Basic principle of A* algorithm
The A-star algorithm is the most effective direct search method for solving the shortest path in a static road network, and it is also an effective algorithm for solving many search problems. The closer the estimated distance value in the algorithm is to the actual value, the faster the final search speed.
F[i]=G[i]+H[i];
This is the core expression of the A* algorithm, that is, the current cost + the state with the smallest future estimate is taken out each time . The estimated value H[i] <= actual future cost .
If the estimated value is greater than the actual future cost, the correctness of the A* algorithm cannot be guaranteed. (I read the counterexample of "Advanced Guide to Algorithm Competition" and didn't understand it.
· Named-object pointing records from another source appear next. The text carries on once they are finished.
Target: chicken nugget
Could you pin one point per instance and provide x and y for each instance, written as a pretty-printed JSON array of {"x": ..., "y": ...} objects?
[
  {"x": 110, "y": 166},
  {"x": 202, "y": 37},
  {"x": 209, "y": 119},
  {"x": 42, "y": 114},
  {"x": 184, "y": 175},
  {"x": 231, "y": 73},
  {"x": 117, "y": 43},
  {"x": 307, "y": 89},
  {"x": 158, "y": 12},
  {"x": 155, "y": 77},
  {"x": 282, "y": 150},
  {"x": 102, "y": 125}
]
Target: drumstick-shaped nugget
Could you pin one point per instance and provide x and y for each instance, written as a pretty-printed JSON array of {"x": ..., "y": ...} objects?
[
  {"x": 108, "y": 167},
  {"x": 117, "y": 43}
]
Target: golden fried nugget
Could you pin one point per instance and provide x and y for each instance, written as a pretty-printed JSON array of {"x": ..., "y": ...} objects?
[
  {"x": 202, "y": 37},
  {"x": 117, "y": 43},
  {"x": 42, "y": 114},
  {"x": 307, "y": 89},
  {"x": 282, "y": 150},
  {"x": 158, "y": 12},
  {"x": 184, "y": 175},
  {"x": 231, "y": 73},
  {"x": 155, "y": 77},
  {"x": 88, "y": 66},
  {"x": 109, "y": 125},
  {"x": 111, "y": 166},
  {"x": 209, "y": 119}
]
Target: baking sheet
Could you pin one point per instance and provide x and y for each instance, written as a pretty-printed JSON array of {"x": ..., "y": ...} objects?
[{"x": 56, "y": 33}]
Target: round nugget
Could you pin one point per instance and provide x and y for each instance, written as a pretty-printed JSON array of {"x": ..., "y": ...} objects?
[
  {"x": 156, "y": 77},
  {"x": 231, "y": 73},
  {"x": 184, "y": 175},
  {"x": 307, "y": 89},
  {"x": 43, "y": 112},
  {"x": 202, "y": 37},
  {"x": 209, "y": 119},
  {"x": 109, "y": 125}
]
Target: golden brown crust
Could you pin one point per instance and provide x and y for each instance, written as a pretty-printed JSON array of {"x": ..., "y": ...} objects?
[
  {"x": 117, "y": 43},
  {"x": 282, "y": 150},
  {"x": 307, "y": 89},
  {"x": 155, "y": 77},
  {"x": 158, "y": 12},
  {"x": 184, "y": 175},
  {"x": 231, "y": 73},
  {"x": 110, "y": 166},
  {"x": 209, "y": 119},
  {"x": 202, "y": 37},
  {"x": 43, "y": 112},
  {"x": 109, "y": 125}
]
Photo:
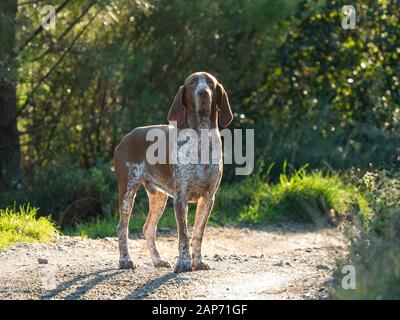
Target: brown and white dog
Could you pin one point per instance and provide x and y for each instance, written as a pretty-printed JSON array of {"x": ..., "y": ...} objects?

I will add it later if I understand it).
#include<bits/stdc++.h>
using namespace std;
#define fp(i,a,b) for(register int i=a;i<=b;i++)
#define fb(i,a,b) for(register int i=a;i>=b;i--)
#define sc(a) scanf("%d",&a)
#define scf(a,b) scanf("%d%d",&a,&b)
const int MAXN=1e5+5;
struct Node{
int f,g,h;
bool operator<(const Node &a)const{
if(a.f==f) return a.g<g;
return a.f<f;
}
};
struct Edge{
int to,w,prev;
}edge1[MAXN<<1],edge2[MAXN<<1];
int n,m,s,t,k,cnt1,cnt2,ans,head1[MAXN],head2[MAXN],dis[MAXN],vis[MAXN];
inline void add(int x,int y,int w){
edge1[++cnt1].to=y;
edge1[cnt1].w=w;
edge1[cnt1].prev=head1[x];
head1[x]=cnt1;
edge2[++cnt2].to=x;
edge2[cnt2].w=w;
edge2[cnt2].prev=head2[y];
head2[y]=cnt2;
}
inline void spfa(int st){
queue<int> q;
memset(dis,0x3f3f3f3f,sizeof(dis));
q.push(st);vis[st]=1;dis[st]=0;
while(!q.empty()){
int x=q.front();q.pop();vis[x]=0;
for(int i=head2[x];i;i=edge2[i].prev){
int to=edge2[i].to;
if(dis[to]>dis[x]+edge2[i].w){
dis[to]=dis[x]+edge2[i].w;
if(!vis[to]){
vis[to]=1;
q.push(to);
}
}
}
}
}
inline int Astar(int st,int ed){
priority_queue<Node> q;
if(st==ed) k++;
if(dis[st]==0x3f3f3f3f) return -1;
struct Node t,tt;
t.g=0;t.h=st;t.f=t.g+dis[t.h];
q.push(t);
while(!q.empty()){
tt=q.top();q.pop();
if(tt.h==ed){
ans++;
if(ans==k) return tt.g;
}
for(int i=head1[tt.h];i;i=edge1[i].prev){
int to=edge1[i].to;
t.g=tt.g+edge1[i].w;
t.h=to;
t.f=t.g+dis[to];
q.push(t);
}
}
return -1;
}
int main(){
scf(n,m);
fp(i,1,m){
int u,v,w;
scanf("%d%d%d",&u,&v,&w);
add(u,v,w);
}
scanf("%d%d%d",&s,&t,&k);
spfa(t);
printf("%d\n",Astar(s,t));
return 0;
}
/*
4 5
1 2 2
2 3 3
1 3 5
2 4 1
4 3 3
1 3 3
*/
The most important part of the A-star algorithm is to find a suitable valuation function. The valuation function of this classic A-star template problem is the shortest path from the end point to each point. So you need to reverse the map once and run the shortest path again. If the end point only needs to appear k times, then its current cost is the kth short circuit. Because every time the elements taken out of the priority queue are the optimal solutions under the current conditions . This question also needs to judge the coincidence of the starting point and the ending point.